The earlier post was about two Board decisions that considered whether this phrase was indefinite, since the phrase was amenable to two interpretations. One decision said indefinite, one said not indefinite.
I've found another decision in which the Board came at this phrase from a different angle – claim construction rather than indefiniteness.
In Ex parte Scherpbier, the claim limitation read "identifying a first number of patients at a particular location awaiting processing at a particular treatment process stage." The Applicant argued that the prior art did not identify the actual number in the phrase “a … number of patients.” The Board said the claim did not require this.
... The issue here is the proper interpretation of this phrase.
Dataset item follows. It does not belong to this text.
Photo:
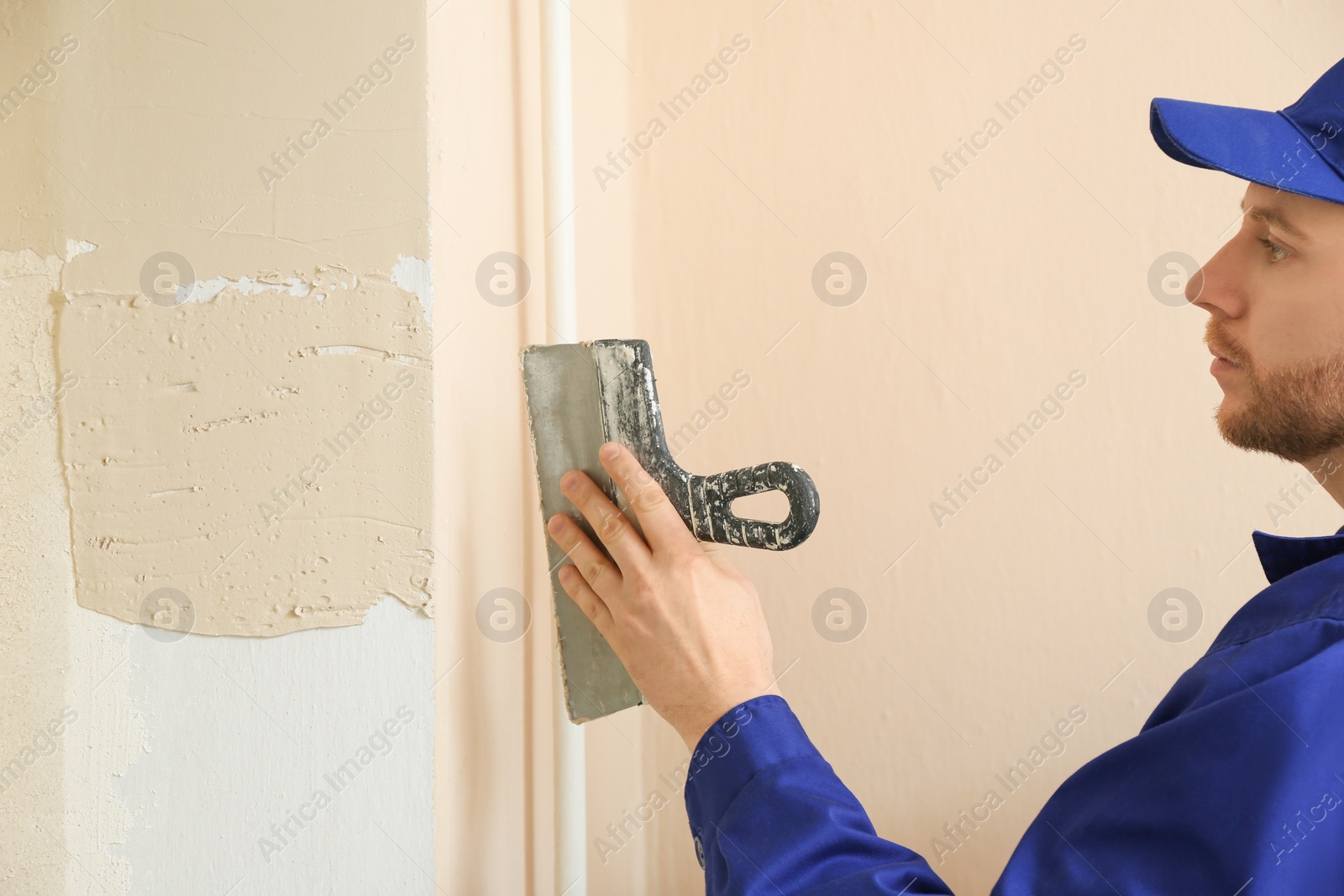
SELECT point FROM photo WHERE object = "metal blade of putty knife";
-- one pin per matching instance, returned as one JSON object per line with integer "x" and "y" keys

Unfortunately, Appellants chose an English language idiom generally referring to an indefinite group of patients for this limitation. In the face of a limitation susceptible to plural reasonable interpretations, the Office may test each interpretation against the art, because “[i]t is the applicants’ burden to precisely define the invention, not the PTO’s.” In re Morris, 127 F.3d 23 1048, 1056 (Fed. Cir. 1997).The Board did not enter a new indefiniteness rejection.
Although it is possible to interpret the claim as identifying the actual numeric total of such patients, it is equally proper to interpret the claim as identifying some indefinite group of patients. [Indirect reference to definition from McGraw-Hill Dictionary of American Idioms and Phrasal Verbs.] The art clearly identifies such an indefinite group, and this is how the Examiner interpreted the claim phrasing.
Given no clear exclusion of such an interpretation in the claim, we find the Examiner’s construction reasonable in view of the ordinary and customary idiomatic usage of this phrasing and the art describes such identification.